How about when you emailed @guardian.co.uk? @specsavers.com?

Under the covers they're using Postini + Gmail. Did you consent to sending
that traffic to Google?

Wat about people living in LA, who have no option but to send their traffic to
Google when they e-mail their local Government at @lacity.org?

NOAA, State of Wyoming.. the list goes on.

[http://www.google.com/intx/en_uk/enterprise/apps/business/cu...](http://www.google.com/intx/en_uk/enterprise/apps/business/customers.html)

------
walid
And how is scanning your email different from scanning your facebook posts
both private and public. If the plaintiff wins, bye bye advertising supported
services.

------
infocollector
1\. Do we know that Google is only using this information to show
Advertisements on Gmail? What else does it do with this information?
(Suggestion to Google: Trade stocks automatically ;-)

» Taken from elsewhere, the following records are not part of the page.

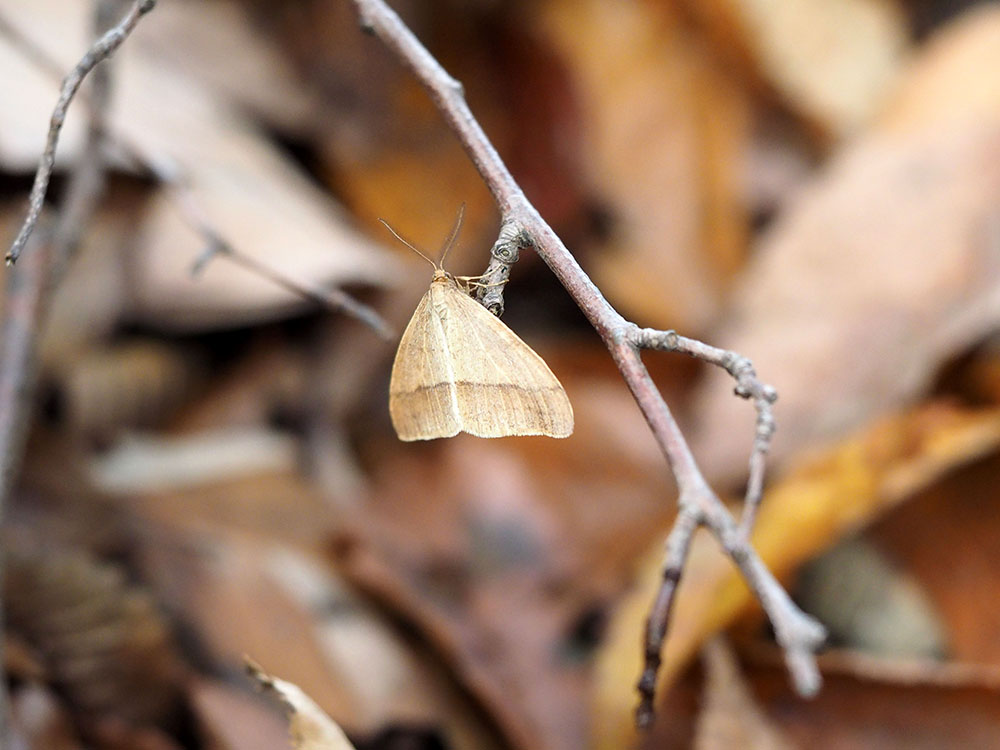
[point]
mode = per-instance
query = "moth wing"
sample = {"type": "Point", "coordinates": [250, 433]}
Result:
{"type": "Point", "coordinates": [422, 400]}
{"type": "Point", "coordinates": [501, 386]}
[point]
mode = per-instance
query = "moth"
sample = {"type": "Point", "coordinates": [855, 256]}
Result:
{"type": "Point", "coordinates": [459, 368]}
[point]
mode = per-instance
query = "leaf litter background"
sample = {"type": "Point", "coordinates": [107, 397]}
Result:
{"type": "Point", "coordinates": [211, 471]}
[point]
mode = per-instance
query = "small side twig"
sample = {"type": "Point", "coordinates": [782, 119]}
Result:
{"type": "Point", "coordinates": [101, 50]}
{"type": "Point", "coordinates": [698, 505]}
{"type": "Point", "coordinates": [747, 386]}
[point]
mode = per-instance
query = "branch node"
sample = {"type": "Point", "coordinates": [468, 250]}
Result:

2\. Does Implicit consent argument make sense?

3\. Perhaps scanning for spam can be done without looking at content? Or
looking at content at the client side instead of server side?

Lets for a moment assume that this is perfectly valid business model. Then
what stops Windows from sending MS keywords, pictures and everything else from
your home computer. Or sensor information from android/iphone to the parent
companies.

Not to mention every car/house that was made by now should be sending
everything you speak inside the car to GM/Ford/Builders?

Something does not sound right to me. A TOS should not allow a company to do
whatever it wants with data.

------
hrasyid
Wow, how did they manage to find a judge who seems very knowledgeable on tech
issues?